Kesepian sudah mendarah daging dalam dirimu.

Aku mengerti.

Kau punya impian yang ditolak mentah-mentah,

Dan kau tak mendapat banyak dukungan untuk mewujudkannya.

Saat seseorang terluka berulang kali,

Ia mulai mengantisipasinya.

Seolah berkata, "Aku tahu jalur ini, aku tahu akhirnya."

Jadi...

Bagaimana jika membuat jalur baru dan melihat akhirnya?

Baiklah, kenapa tidak? Mumpung aku di sini.

Bagus.

Aku ingin kembali ke latihan yang kita lakukan sebelumnya.

Latihan peran.

Bermain peran?

Ya, itu terasa konyol -

Aku tahu, tapi waktu kita tinggal sedikit, jadi mari...

Mari kita coba sebentar.

Baiklah.

Mari kita siapkan situasinya.

Mari kembali ke malam saat Barbara meninggalkanmu.

Maksudmu malam saat kau mengusirku dari rumah?

Ya.

Aku akan memerankan diriku.

Dan aku akan jadi Barbara.

Omong-omong, itu rumahku.

Aku yang membayarnya.

Aku tahu.

Baiklah.

Jadi...

Kau pulang terlambat.

Entah jam berapa.

Dia sedang tidur, mungkin tengah malam.

Biasanya dia tidur sebelum... Tak penting.

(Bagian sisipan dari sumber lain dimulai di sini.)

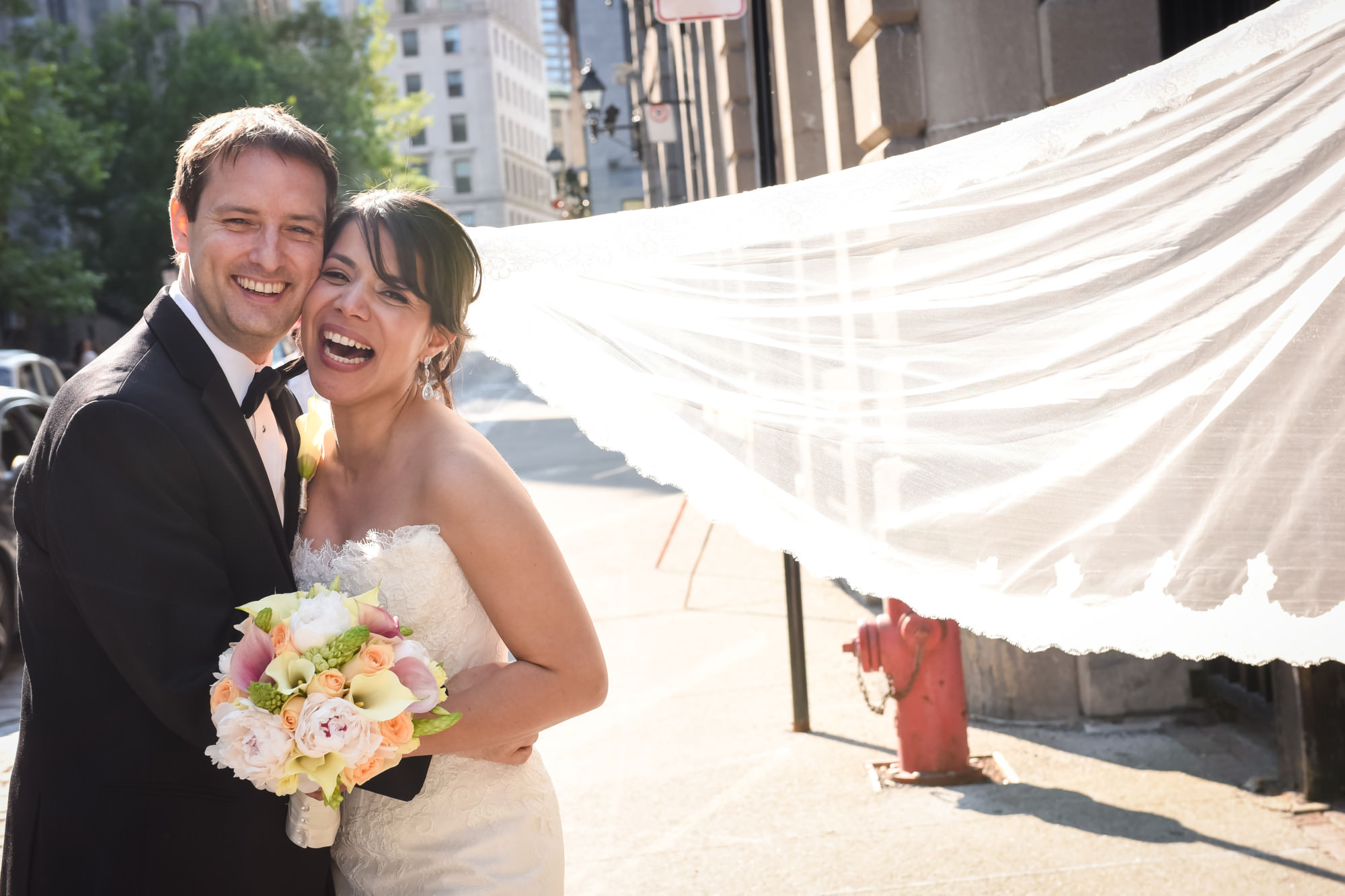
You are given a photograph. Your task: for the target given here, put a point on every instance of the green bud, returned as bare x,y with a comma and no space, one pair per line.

Yang penting aku di dapur dan...

Aku memecahkan gelas,

Lalu dia datang terburu-buru melihat apa yang terjadi...

Dan situasinya memanas.

Apa yang kau rasakan?

Aku mabuk...

Dan aku merasa bodoh.

Aku marah karena memecahkan gelas itu.

Bisakah kau katakan itu padaku?

Apa? Pada Barbara?

Ya.

Aku minta maaf karena membangunkanmu.

Mungkin jika kau pulang lebih awal, kita bisa menghabiskan malam bersama,

Tidak, aku bekerja, aku langsung pulang dari tempat kerja.

Jujurlah padaku, kumohon.

Aku mencium bau alkohol dari napasmu.

Aku minum sedikit bir.

Sedikit atau banyak?

Hariku berat.

Aku harus bersantai.

Yang kau lakukan hanyalah bersantai.

Kau selalu di toko.

Apa kau tidak mau anak?

Kita berdua menginginkannya.

Membina keluarga butuh uang, artinya salah satu dari kita harus bekerja,

Kecuali kuliah dianggap sebagai pekerjaan akhir-akhir ini.

Ini tidak adil.

Kau tahu aku harus berhenti.

Bukan salahku jika kau tak bisa mengimbanginya.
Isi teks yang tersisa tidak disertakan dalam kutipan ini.